Initialement publié dans le magazine Marge de gauche. [deux]

notes

[1] Plínio Salgado a écrit quatre romans : L'étranger (São Paulo, Éditorial Hélios, 1926), l'attendu (São Paulo, Companhia Editora Nacional, 1931), Le chevalier d'Itarare (São Paulo, Gráfica-Editora Unitas Ltda., 1933), la voix de l'ouest (Rio de Janeiro, José Olympio Editora, 1934). J'ai pu y accéder grâce à la générosité du professeur Antonio Candido, qui m'a prêté les volumes.

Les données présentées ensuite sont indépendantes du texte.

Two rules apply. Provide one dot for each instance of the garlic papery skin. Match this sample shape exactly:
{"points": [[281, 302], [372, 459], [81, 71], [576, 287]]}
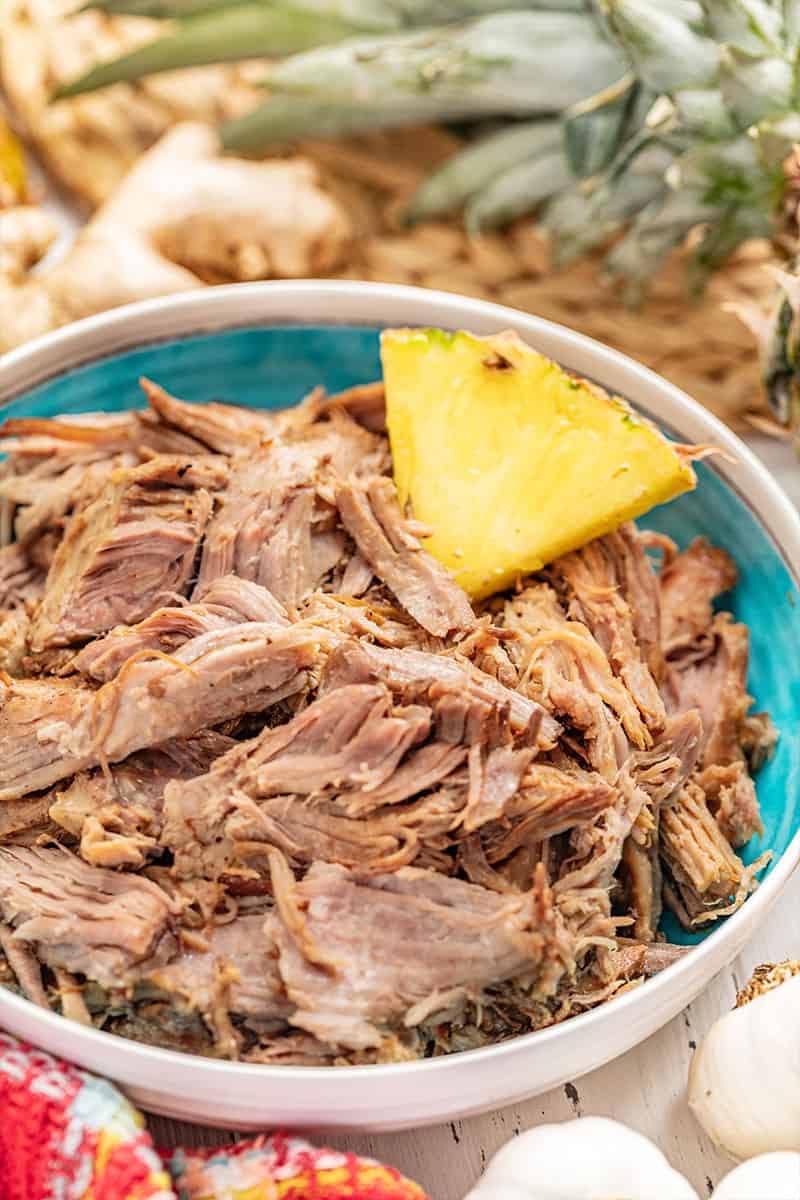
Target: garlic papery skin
{"points": [[767, 1177], [744, 1081], [590, 1158]]}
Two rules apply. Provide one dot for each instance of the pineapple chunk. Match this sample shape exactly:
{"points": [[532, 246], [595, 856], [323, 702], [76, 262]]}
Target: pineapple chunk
{"points": [[12, 168], [507, 459]]}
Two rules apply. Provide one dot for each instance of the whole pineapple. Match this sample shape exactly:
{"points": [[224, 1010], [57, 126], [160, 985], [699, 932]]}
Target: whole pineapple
{"points": [[653, 118]]}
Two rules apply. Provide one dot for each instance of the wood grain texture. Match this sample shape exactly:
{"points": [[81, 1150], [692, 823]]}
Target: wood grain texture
{"points": [[645, 1087]]}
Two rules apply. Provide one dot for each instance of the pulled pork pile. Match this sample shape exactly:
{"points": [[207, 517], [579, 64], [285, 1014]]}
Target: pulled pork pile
{"points": [[271, 789]]}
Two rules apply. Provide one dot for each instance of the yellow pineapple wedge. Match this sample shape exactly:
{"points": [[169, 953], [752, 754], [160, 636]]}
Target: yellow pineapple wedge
{"points": [[12, 167], [509, 460]]}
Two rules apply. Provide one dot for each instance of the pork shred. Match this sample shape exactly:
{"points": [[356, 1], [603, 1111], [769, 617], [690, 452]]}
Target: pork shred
{"points": [[271, 789], [127, 552], [390, 545], [82, 918], [361, 957]]}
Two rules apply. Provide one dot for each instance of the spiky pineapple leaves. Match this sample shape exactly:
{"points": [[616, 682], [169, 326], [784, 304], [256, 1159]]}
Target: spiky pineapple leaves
{"points": [[209, 31], [229, 35]]}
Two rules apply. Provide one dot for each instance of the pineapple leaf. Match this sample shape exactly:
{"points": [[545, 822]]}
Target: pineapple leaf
{"points": [[517, 191], [594, 129], [511, 63], [170, 10], [244, 31], [482, 161], [287, 118], [755, 88], [703, 111], [753, 25], [666, 52]]}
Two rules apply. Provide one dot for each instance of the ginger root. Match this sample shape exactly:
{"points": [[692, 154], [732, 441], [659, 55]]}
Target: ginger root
{"points": [[182, 217], [90, 142]]}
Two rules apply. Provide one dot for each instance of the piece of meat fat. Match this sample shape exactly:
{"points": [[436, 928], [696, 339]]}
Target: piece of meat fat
{"points": [[415, 672], [276, 523], [224, 429], [564, 667], [116, 813], [602, 583], [388, 543], [689, 586], [716, 684], [130, 551], [364, 957], [348, 742], [236, 975], [80, 918], [52, 729], [731, 796], [226, 603]]}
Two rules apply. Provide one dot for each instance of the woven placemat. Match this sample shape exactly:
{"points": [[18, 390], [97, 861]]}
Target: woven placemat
{"points": [[90, 142]]}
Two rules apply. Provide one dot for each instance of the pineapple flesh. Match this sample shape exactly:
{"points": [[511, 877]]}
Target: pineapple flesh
{"points": [[509, 460]]}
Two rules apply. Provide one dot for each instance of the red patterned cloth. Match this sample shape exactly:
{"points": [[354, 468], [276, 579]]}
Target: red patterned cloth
{"points": [[67, 1135]]}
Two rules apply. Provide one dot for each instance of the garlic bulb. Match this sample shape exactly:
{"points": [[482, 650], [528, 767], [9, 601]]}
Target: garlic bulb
{"points": [[590, 1158], [744, 1083], [767, 1177]]}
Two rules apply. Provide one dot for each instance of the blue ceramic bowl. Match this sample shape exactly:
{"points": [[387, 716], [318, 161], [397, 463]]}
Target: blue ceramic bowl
{"points": [[269, 345]]}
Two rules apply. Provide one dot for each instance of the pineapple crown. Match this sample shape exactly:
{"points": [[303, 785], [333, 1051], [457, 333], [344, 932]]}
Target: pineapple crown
{"points": [[636, 121]]}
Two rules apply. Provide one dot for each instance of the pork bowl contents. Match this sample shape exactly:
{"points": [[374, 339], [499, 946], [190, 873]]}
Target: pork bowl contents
{"points": [[275, 787]]}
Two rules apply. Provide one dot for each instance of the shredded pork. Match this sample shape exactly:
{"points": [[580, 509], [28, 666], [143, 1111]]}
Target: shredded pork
{"points": [[271, 787]]}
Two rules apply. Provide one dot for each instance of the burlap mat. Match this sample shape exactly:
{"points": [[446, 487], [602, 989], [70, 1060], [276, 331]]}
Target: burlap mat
{"points": [[698, 345]]}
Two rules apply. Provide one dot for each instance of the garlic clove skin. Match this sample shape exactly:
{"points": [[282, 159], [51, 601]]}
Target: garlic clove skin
{"points": [[744, 1080], [590, 1158], [767, 1177]]}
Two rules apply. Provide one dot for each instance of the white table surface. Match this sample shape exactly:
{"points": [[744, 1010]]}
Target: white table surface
{"points": [[645, 1087]]}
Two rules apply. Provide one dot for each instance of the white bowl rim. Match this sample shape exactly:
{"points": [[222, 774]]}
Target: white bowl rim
{"points": [[349, 303]]}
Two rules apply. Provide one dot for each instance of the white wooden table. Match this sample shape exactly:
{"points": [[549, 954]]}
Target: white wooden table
{"points": [[645, 1087]]}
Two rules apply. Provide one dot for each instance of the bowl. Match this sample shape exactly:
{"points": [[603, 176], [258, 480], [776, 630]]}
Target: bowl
{"points": [[268, 345]]}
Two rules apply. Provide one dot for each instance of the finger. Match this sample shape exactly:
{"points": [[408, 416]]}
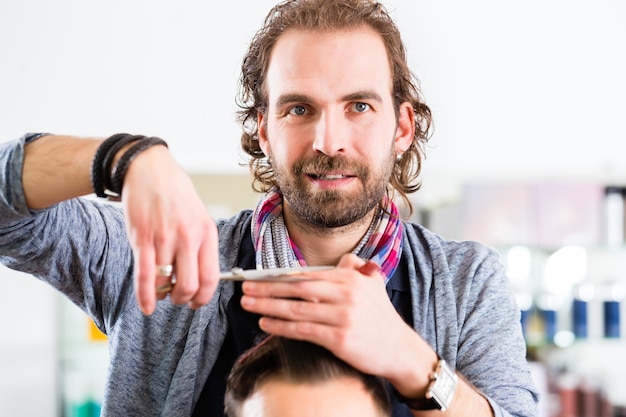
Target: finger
{"points": [[295, 310], [318, 333], [208, 269], [350, 261], [145, 277], [186, 273]]}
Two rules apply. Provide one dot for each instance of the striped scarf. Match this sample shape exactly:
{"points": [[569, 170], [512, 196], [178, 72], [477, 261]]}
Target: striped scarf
{"points": [[381, 244]]}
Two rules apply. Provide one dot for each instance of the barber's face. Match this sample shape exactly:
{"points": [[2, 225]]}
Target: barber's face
{"points": [[331, 130], [342, 397]]}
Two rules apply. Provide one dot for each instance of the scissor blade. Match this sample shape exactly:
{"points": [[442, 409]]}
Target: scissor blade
{"points": [[276, 274]]}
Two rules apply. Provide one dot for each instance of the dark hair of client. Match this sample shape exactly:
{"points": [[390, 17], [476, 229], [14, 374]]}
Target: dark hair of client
{"points": [[297, 362]]}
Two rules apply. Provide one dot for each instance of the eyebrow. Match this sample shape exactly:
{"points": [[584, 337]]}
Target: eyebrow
{"points": [[303, 98]]}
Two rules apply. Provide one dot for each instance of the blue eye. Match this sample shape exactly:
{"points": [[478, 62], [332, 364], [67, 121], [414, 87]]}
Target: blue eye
{"points": [[298, 110], [361, 107]]}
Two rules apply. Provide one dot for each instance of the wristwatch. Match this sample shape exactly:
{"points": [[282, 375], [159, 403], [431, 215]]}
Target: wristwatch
{"points": [[440, 391]]}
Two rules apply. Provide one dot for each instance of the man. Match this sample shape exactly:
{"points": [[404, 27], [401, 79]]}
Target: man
{"points": [[284, 377], [334, 124]]}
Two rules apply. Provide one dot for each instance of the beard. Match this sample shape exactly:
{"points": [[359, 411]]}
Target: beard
{"points": [[333, 208]]}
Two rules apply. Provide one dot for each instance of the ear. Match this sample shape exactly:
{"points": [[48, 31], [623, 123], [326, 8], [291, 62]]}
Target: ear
{"points": [[406, 127], [263, 143]]}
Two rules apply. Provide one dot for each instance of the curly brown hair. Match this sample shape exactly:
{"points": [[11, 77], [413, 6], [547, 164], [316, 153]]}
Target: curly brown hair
{"points": [[329, 15]]}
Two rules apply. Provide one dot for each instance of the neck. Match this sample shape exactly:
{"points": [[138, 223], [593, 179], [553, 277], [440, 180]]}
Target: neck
{"points": [[325, 246]]}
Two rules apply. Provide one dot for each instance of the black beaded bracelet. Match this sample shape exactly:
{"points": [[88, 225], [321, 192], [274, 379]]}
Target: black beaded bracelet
{"points": [[97, 172], [119, 172], [107, 162]]}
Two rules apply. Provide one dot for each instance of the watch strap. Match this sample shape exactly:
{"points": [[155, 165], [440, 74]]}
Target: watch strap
{"points": [[440, 391]]}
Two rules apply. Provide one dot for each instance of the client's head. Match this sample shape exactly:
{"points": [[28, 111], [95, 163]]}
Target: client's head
{"points": [[286, 378]]}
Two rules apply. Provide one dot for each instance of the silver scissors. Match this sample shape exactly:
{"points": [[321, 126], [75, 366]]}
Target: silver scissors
{"points": [[272, 274]]}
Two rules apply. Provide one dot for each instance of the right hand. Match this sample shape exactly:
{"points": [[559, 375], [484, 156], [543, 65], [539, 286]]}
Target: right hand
{"points": [[167, 223]]}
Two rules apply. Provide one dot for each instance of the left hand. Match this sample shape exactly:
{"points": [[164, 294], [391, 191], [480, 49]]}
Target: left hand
{"points": [[346, 310]]}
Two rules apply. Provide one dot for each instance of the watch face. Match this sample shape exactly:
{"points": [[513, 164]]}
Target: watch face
{"points": [[443, 385]]}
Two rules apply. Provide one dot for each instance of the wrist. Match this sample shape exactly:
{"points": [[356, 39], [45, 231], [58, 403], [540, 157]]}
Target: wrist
{"points": [[439, 393]]}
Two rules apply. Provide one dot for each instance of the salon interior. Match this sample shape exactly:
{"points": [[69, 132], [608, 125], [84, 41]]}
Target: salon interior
{"points": [[526, 156]]}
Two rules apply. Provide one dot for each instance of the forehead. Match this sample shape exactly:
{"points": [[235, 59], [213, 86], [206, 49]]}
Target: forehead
{"points": [[336, 398], [329, 63]]}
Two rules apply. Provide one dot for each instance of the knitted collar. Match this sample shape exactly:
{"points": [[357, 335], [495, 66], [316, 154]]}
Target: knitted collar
{"points": [[274, 248]]}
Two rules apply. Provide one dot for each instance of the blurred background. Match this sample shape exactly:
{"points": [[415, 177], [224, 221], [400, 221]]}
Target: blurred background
{"points": [[526, 156]]}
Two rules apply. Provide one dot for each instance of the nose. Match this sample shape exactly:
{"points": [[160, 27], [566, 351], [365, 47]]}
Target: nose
{"points": [[331, 134]]}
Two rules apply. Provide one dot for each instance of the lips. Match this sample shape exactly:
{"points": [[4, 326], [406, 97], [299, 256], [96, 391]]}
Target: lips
{"points": [[328, 177]]}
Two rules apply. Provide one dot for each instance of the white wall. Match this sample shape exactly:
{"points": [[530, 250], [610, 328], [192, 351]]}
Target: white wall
{"points": [[526, 89], [517, 88], [28, 350]]}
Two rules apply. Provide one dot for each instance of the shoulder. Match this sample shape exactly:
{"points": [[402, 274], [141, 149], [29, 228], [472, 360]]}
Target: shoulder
{"points": [[451, 253], [231, 233]]}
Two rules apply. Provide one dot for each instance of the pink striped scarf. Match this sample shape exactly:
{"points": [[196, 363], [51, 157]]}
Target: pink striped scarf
{"points": [[381, 244]]}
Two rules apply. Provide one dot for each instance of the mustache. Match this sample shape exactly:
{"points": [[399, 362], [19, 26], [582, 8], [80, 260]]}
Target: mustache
{"points": [[322, 164]]}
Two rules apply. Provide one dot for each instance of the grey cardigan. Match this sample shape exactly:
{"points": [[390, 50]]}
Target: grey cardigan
{"points": [[461, 301]]}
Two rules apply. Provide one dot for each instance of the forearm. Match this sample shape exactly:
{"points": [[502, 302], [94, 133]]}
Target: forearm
{"points": [[57, 168], [413, 378]]}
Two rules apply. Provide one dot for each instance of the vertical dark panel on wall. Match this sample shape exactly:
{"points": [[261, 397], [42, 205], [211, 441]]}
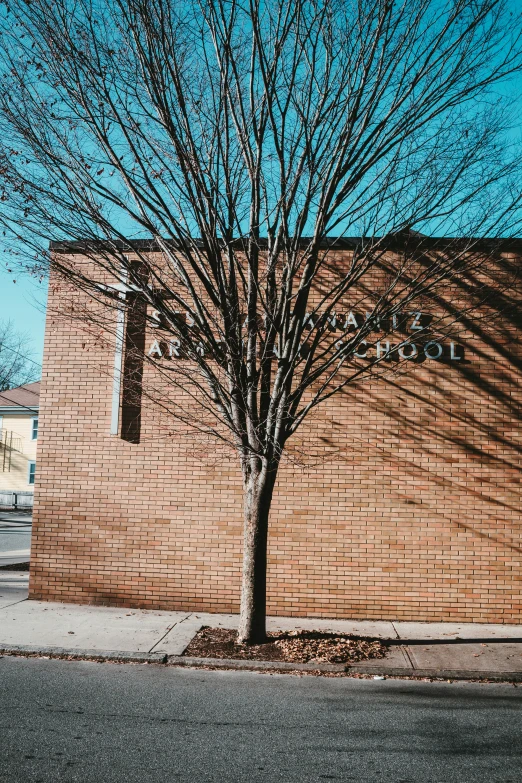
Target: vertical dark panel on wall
{"points": [[132, 382]]}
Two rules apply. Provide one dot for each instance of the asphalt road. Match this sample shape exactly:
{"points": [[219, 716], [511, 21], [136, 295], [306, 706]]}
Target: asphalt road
{"points": [[102, 723]]}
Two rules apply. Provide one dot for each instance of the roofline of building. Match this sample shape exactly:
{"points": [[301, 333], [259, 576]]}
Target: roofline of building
{"points": [[497, 244], [18, 409]]}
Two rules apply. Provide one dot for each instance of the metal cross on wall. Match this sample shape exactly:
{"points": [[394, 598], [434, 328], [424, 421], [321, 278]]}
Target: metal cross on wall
{"points": [[128, 356]]}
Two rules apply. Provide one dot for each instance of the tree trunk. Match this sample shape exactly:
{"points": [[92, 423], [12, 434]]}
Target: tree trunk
{"points": [[259, 483]]}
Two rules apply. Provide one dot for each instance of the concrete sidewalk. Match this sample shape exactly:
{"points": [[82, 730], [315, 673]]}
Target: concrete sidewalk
{"points": [[135, 634]]}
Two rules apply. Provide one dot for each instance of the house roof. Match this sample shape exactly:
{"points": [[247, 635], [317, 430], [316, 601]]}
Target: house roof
{"points": [[22, 398]]}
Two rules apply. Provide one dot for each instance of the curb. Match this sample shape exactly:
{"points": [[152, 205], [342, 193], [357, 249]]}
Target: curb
{"points": [[80, 654], [234, 664]]}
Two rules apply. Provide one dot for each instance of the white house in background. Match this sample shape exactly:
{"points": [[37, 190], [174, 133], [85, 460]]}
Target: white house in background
{"points": [[18, 440]]}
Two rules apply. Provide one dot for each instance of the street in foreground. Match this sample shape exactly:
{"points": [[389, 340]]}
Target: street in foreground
{"points": [[89, 722]]}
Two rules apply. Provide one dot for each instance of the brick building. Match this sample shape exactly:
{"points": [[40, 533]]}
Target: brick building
{"points": [[409, 509]]}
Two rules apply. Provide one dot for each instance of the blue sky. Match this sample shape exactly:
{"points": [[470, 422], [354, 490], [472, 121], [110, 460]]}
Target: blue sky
{"points": [[23, 302]]}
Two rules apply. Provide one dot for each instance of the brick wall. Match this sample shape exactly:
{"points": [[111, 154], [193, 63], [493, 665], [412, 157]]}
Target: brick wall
{"points": [[407, 506]]}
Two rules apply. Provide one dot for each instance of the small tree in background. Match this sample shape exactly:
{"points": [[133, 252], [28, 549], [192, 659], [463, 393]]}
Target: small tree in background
{"points": [[240, 138]]}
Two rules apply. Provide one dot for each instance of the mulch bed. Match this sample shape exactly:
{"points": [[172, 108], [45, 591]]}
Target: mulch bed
{"points": [[16, 567], [291, 647]]}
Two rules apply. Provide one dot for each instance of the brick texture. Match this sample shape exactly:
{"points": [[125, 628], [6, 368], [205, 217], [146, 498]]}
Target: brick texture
{"points": [[405, 506]]}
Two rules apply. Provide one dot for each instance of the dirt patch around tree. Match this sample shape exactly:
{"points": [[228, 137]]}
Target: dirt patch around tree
{"points": [[290, 646]]}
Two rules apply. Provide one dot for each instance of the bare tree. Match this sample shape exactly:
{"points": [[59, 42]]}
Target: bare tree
{"points": [[240, 138], [16, 363]]}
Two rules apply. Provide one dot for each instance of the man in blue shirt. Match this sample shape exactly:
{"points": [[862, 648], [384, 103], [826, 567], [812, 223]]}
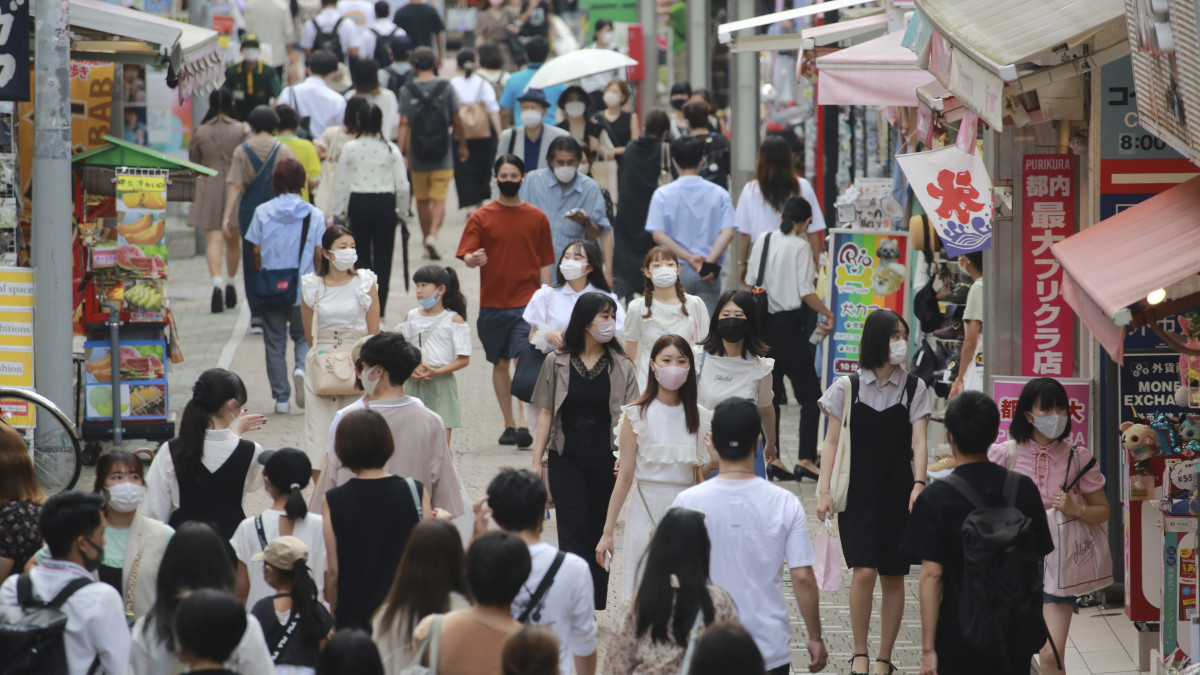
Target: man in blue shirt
{"points": [[537, 49], [694, 219], [571, 201]]}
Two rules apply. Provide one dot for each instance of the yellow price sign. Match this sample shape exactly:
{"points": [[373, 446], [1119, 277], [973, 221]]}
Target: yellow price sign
{"points": [[126, 183]]}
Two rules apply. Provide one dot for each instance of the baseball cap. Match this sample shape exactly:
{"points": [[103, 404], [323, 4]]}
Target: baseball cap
{"points": [[282, 553], [736, 425], [286, 467]]}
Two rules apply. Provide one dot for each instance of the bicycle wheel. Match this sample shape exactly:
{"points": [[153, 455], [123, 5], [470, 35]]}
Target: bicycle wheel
{"points": [[51, 437]]}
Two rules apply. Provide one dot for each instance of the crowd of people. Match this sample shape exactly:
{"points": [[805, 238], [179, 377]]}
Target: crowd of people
{"points": [[640, 374]]}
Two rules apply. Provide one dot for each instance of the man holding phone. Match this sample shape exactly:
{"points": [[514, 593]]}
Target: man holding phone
{"points": [[694, 219]]}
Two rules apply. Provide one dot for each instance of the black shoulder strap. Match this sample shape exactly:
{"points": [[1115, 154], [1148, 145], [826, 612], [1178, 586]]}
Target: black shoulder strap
{"points": [[540, 592]]}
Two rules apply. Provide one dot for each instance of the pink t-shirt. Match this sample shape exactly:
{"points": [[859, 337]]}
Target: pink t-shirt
{"points": [[1048, 466]]}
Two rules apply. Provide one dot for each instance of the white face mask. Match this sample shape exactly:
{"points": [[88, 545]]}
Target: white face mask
{"points": [[665, 276], [571, 269], [345, 258], [369, 384], [575, 108], [565, 174], [126, 496], [531, 118]]}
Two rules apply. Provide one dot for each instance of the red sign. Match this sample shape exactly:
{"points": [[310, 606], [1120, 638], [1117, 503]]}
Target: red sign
{"points": [[1048, 323]]}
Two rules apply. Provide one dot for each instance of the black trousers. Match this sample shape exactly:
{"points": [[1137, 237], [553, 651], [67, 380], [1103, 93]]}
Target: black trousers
{"points": [[581, 491], [787, 334], [372, 217]]}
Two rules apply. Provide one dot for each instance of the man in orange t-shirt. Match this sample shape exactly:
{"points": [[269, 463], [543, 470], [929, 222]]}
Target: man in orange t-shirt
{"points": [[510, 242]]}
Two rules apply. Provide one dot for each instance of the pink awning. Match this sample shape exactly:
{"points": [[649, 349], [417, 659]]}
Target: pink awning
{"points": [[1120, 261], [877, 72]]}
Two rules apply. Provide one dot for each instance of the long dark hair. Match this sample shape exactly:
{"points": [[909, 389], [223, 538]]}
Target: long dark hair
{"points": [[213, 389], [196, 557], [661, 254], [304, 598], [595, 261], [586, 309], [689, 389], [678, 551], [775, 172], [753, 342], [432, 567], [453, 299], [327, 244]]}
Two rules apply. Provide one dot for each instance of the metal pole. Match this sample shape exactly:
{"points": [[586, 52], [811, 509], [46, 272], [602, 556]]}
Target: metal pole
{"points": [[697, 43], [648, 16], [52, 213], [744, 109]]}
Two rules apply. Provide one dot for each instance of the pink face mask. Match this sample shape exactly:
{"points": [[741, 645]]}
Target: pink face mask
{"points": [[671, 377]]}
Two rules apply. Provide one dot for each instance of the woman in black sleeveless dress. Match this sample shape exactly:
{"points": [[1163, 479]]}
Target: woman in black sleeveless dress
{"points": [[367, 520]]}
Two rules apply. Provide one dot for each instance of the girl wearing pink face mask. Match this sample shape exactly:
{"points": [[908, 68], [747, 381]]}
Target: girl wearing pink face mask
{"points": [[661, 437]]}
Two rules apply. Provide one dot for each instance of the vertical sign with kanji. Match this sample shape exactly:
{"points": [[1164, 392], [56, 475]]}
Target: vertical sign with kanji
{"points": [[1048, 323]]}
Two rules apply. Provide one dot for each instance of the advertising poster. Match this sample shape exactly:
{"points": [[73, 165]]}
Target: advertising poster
{"points": [[869, 272], [1006, 390], [1048, 323]]}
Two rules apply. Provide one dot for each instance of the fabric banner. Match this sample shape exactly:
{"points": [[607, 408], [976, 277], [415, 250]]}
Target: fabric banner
{"points": [[1048, 215], [869, 273], [955, 191]]}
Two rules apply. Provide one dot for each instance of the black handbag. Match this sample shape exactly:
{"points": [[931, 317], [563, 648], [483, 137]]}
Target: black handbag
{"points": [[525, 376], [276, 288]]}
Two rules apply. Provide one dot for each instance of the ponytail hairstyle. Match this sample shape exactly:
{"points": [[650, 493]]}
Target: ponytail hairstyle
{"points": [[211, 392], [796, 210], [661, 254], [453, 299]]}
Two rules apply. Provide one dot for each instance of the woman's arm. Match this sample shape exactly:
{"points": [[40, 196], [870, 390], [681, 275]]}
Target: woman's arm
{"points": [[621, 490]]}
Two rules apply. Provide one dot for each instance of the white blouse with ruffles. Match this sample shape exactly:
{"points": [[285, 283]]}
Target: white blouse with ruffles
{"points": [[340, 308]]}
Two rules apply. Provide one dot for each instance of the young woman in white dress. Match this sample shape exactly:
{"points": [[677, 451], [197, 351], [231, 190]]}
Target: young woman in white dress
{"points": [[664, 309], [339, 305], [661, 440]]}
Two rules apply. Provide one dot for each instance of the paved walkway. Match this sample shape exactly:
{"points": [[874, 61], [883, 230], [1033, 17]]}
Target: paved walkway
{"points": [[1101, 641]]}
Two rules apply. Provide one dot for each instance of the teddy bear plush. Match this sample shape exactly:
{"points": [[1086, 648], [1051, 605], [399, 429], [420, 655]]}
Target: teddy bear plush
{"points": [[1140, 441]]}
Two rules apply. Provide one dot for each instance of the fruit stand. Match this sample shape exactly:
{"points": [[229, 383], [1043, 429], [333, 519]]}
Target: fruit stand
{"points": [[120, 195]]}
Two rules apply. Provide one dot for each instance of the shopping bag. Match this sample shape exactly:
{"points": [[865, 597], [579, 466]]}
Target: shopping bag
{"points": [[828, 559]]}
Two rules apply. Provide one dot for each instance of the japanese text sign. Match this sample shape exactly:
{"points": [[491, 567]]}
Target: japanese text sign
{"points": [[955, 191], [1006, 392], [869, 273], [1048, 216]]}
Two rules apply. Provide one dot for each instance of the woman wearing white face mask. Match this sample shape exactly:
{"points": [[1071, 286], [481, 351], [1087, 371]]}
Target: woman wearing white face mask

[2] Cet essai a été écrit il y a plus de vingt ans pour un numéro spécial d'une revue universitaire canadienne. A partir de cet original en portugais, une version française a été traduite. Le numéro portait sur les écrivains d'extrême droite qui avaient été ostracisés en raison de leurs préférences idéologiques. Cependant, soumis au relecteur de la publication, j'ai reçu un négatif sec, rédigé par le bureau du service compétent, disant que je parlais peu du texte et trop de la biographie de l'auteur. Je les ai remerciés de leur attention et leur ai dit que j'étais positivement surpris de constater que Plínio Salgado était une figure tellement connue dans les milieux universitaires au Canada qu'il n'avait pas besoin d'être présenté.